Astronomy wins at the Academy of Science of South Africa awards

Christina Scott

Cape Town stargazer Brian Warner has won a gold medal for science of benefit to the public at the second annual awards ceremony of the Academy of Science of South Africa on October 29.

"We're often asked if the country needs more astronomers," noted the University of Cape Town professor cheerfully. "The answer is no. But we do need minds trained in research techniques in the physical sciences because those skills are applicable in industry and in other sciences in general."

South Africa is often urged to use science to fight poverty. However, it is a plank of the department of science and technology to promote astronomy to take advantage of its ideal location and lack of light pollution and storms, which mean that the country has one of the best "ringside seats" on the planet for gazing deep into the universe.

"There are many spinoffs from astronomy," said Warner, one of just three distinguished professors in the UCT faculty of science. "Astronomy has driven the technology and the technology has found other important applications in security and health."

The 65-year-old noted, "whenever your baggage is put through the x-ray machine at airports much of that equipment is called astrophysics. That highly-sensitive scanning machine was developed by x-ray experts in astronomy."

Another example, he said, was "the infrared scanners used in hospitals to find tumours, which have a hotter temperature than the rest of the body. That came out of the technological development demanded by astronomy looking at infrared radiation from distant stars and galaxies."

"In training students in astronomy, I feel that I'm not producing more astronomers. I am training the minds of the new South Africa in research techniques." Warner's main research focus is observational astronomy at the famous telescopes at Sutherland, where he specialises in compact stars, like black holes and white dwarfs. But he has also found the time to build a harpsichord and publish poetry.
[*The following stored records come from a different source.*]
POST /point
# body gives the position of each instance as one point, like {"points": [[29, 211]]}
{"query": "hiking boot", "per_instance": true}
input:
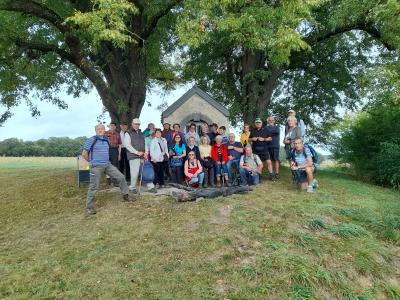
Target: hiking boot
{"points": [[315, 184], [153, 190], [90, 212], [126, 198], [133, 191], [181, 196]]}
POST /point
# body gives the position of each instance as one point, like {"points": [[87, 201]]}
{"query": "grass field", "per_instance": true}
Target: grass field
{"points": [[37, 162], [342, 242]]}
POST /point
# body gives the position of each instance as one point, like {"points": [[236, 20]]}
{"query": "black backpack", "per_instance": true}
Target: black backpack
{"points": [[96, 139], [314, 154]]}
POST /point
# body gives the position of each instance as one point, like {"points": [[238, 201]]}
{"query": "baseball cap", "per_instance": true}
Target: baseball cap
{"points": [[136, 121]]}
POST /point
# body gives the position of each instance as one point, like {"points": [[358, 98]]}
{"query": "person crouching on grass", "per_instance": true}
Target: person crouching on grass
{"points": [[303, 168], [96, 152], [193, 170]]}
Warner joked about astronomy being a science with few obvious advantages for a developing country: "We're proud of that. We do not do any harm. Of course, we don't necessarily do any good either," he teased. "On the other hand it is the most expensive science in the world. If you look at the amount of money that's spent on the space business in the USA it is actually the highest cost, which shows how important it is to other people."
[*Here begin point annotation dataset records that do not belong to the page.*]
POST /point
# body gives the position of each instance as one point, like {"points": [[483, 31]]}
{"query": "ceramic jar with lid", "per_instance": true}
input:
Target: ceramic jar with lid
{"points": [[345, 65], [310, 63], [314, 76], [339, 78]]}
Warner is also one of the International Astronomical Union's vice-presidents, which is considered a bit of a coup for a developing economy such as South Africa. Established in 1919, the IAU is the internationally recognised authority for assigning names to stars, planets and other celestial bodies.

Warner's contributions to society are many and various. He chaired the board of the Iziko Museums in Cape Town (the old South African Museum) for many years, which had an extensive outreach programme, and served on the board of the South African library (now the national library of South Africa). He chairs the Friends of the National Library, lectures frequently at schools and serves on committee of the Friends of the Iziko Museum. Not bad going for someone who was briefly the apprentice to a blacksmith (not really a cutting-edge technology) in his youth in the United Kingdom.

The second annual awards of the Academy of Science of South Africa seem to have come full circle. Warner was one of the nine founding fathers of the post-apartheid academy in 1996, who then excluded themselves from being members so that they couldn't be accused of nepotism. Now he will receive a science-for-society gold medal - with one ounce of real gold - at the function at the University of Cape Town faculty of health sciences in Observatory.

Six weeks after winning the award, Warner will retire. "But it won't make the slightest difference, I become a professor emeritus and move down the corridor to another office to make way for a successor. My life is in research and in astronomy and I will hardly notice the difference," says Warner, who has lived in South Africa for 32 years.

And later this year Warner, who has written extensively on the history of science in South Africa, will have another book launched by the UCT Press. The book, entitled, Cape Landscapes, uses the beautiful landscape drawings done by John Herschel in the 1930s.